Q&A with Doug Margerum, Winemaker of La Encantada Estate:
Q. How would you describe the winemaking style? A. It all begins in the vineyard. Working with one of the finest farming teams in the county we are able to pick certified organic grapes that are perfectly ripe without excessive sugars, consistent cluster size & color, and flavorful grapes. The fruit is sorted as we fill the picking bins and then grapes are sorted on our sorting table. We make the wine in our cold winery in small open top fermenters. The key is long cool, low extraction fermentation done in small 4 hectoliter open top fermenters. After a cold soak in our cold room we ferment for a long seven to fourteen days, before pressing the tank to settle for a day and then it is put in barrel for malolactic fermentation in barrel. The resulting wine is balanced, clean, leaner, bright, and delicate. And age worthy.
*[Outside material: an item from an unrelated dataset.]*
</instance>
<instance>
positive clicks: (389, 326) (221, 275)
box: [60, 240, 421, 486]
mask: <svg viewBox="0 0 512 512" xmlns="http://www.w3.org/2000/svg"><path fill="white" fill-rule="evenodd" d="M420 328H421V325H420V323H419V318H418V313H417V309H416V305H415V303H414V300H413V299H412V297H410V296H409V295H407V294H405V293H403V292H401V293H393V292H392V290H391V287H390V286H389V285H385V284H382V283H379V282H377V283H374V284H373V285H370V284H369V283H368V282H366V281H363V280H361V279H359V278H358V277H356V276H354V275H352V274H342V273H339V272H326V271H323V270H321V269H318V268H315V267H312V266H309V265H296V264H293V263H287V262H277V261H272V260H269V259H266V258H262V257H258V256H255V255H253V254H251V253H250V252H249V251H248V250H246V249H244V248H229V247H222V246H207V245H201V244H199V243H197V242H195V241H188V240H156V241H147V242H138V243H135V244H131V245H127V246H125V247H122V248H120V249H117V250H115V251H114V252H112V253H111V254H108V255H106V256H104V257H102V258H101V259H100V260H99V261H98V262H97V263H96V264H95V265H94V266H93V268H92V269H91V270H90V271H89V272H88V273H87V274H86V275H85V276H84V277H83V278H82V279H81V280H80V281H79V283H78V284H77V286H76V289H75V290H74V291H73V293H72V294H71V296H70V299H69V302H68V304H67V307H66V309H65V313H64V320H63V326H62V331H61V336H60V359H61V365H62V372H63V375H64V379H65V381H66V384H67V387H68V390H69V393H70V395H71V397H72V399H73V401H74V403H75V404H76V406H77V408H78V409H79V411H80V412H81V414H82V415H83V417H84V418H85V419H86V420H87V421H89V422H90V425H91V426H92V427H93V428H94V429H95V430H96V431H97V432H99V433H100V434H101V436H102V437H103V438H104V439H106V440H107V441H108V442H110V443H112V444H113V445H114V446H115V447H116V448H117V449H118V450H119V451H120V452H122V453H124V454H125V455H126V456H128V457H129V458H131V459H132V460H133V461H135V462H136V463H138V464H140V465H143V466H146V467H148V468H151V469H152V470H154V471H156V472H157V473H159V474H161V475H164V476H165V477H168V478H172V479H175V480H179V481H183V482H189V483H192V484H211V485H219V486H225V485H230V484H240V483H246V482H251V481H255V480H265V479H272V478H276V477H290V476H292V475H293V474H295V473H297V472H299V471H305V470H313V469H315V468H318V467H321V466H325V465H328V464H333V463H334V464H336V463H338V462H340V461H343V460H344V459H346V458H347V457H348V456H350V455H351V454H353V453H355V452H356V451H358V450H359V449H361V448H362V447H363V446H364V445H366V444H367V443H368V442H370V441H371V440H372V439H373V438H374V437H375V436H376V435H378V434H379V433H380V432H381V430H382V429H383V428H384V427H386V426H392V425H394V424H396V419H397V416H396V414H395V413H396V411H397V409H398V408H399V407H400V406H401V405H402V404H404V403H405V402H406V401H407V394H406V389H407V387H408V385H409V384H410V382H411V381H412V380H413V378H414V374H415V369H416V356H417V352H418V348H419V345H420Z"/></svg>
Q. La Encantada Estate is focused on balanced wines that showcase the amazing terroir. How does the winemaking bring those characters out? A. The key is to not let the fruit get too ripe – that is where you lose the “place” where it is grown. We utilize the vineyards unique growing environment by letting the native yeasts do the fermenting resulting in more complex flavors and aromas. Because of this, the terroir is evident throughout the various clones.
Q. Please explain the fermentation methodology. A. Simplicity is key! We handle the grapes with our hands, and that helps us to understand what is happening during fermentation. By using small vessels to ferment we are able to control the temperature of fermentation with ambient temperature in the winery. They are punched down 2-4 times daily by hand and that close exposure allows us to smell and taste the ferments. Feeling the heat being produced helps us to better understand where the wine is in its evolution. Lab numbers are good too, but using our senses is best. Maturation in barrel is essential for the wines of La Encantada Estate. The wine needs gentle oxidation to loosen up its tight core structure. We use some whole cluster depending on lignification of the stems, which helps to build lush but structured tannins along with the young grape tannins, and some tannin from new wood.